Fisher directed this one, and from the beginning, he has to wrestle his way past the mountain of exposition that pretty much constitutes the film’s running time. In that endeavor, he leans completely on Lee, who spells out each and every Satanic trope (and the various means to combat them) like the consummate pro that he is. The old cliché about being happy to watch a great actor read the phone book for two hours has never been more apt. We basically get a rundown of half-baked pseudo-occult tidbits from start to finish, but in Lee’s hands, we can’t take our eyes away.
The screenplay, written by the legendary Richard Matheson, ensures that he never has to stumble over his lines, and just when we think the film has gone off the rails, Fisher steps to the forefront and gives it a swift kick in the ass. Every fifteen minutes or so, he arranges for a little scare: something quickly created and quite cheap by today’s standards, but which carries a weird power to unsettle us just when we think we’re above it all. It’s a deceptively simple-looking trick, one that Fisher deployed time and again for his bevvy of Hammer classics. Here, it serves to rope-a-dope us a little bit, and while it doesn’t upend the overall campiness, it takes us by surprise just often enough to still the laughter in our throats.

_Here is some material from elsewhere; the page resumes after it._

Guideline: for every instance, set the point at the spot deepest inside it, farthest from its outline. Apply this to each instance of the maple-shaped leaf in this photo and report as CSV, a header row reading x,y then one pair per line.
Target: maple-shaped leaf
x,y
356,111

The Devil Rides Out benefitted from some exquisite timing, beginning production around the time the novel Rosemary’s Baby was published and hitting theaters just a few weeks after Roman Polanski’s masterpiece of an adaptation was taking the genre by storm. Truth be told, it didn’t need such a boost. It works in the same vein as all of Hammer’s best films: aware of its ridiculous side and embracing it rather than trying to deny it. The result make for plenty of camp fun, to be sure, but they also add some genuine scares to the mix, summoned on a microscopic budget and depending on Lee’s irrepressible ace in the hole to see the whole thing through. Hammer has been better on occasion, but rarely with such potentially disastrous material and never with the confidence and verve it exhibits here. Satanic movies are a pretty silly lot, a handful of exceptions notwithstanding. The Devil Rides Out agrees wholeheartedly with that estimation… and then swiftly proves that “silly” and “scary” aren’t necessarily mutually exclusive terms.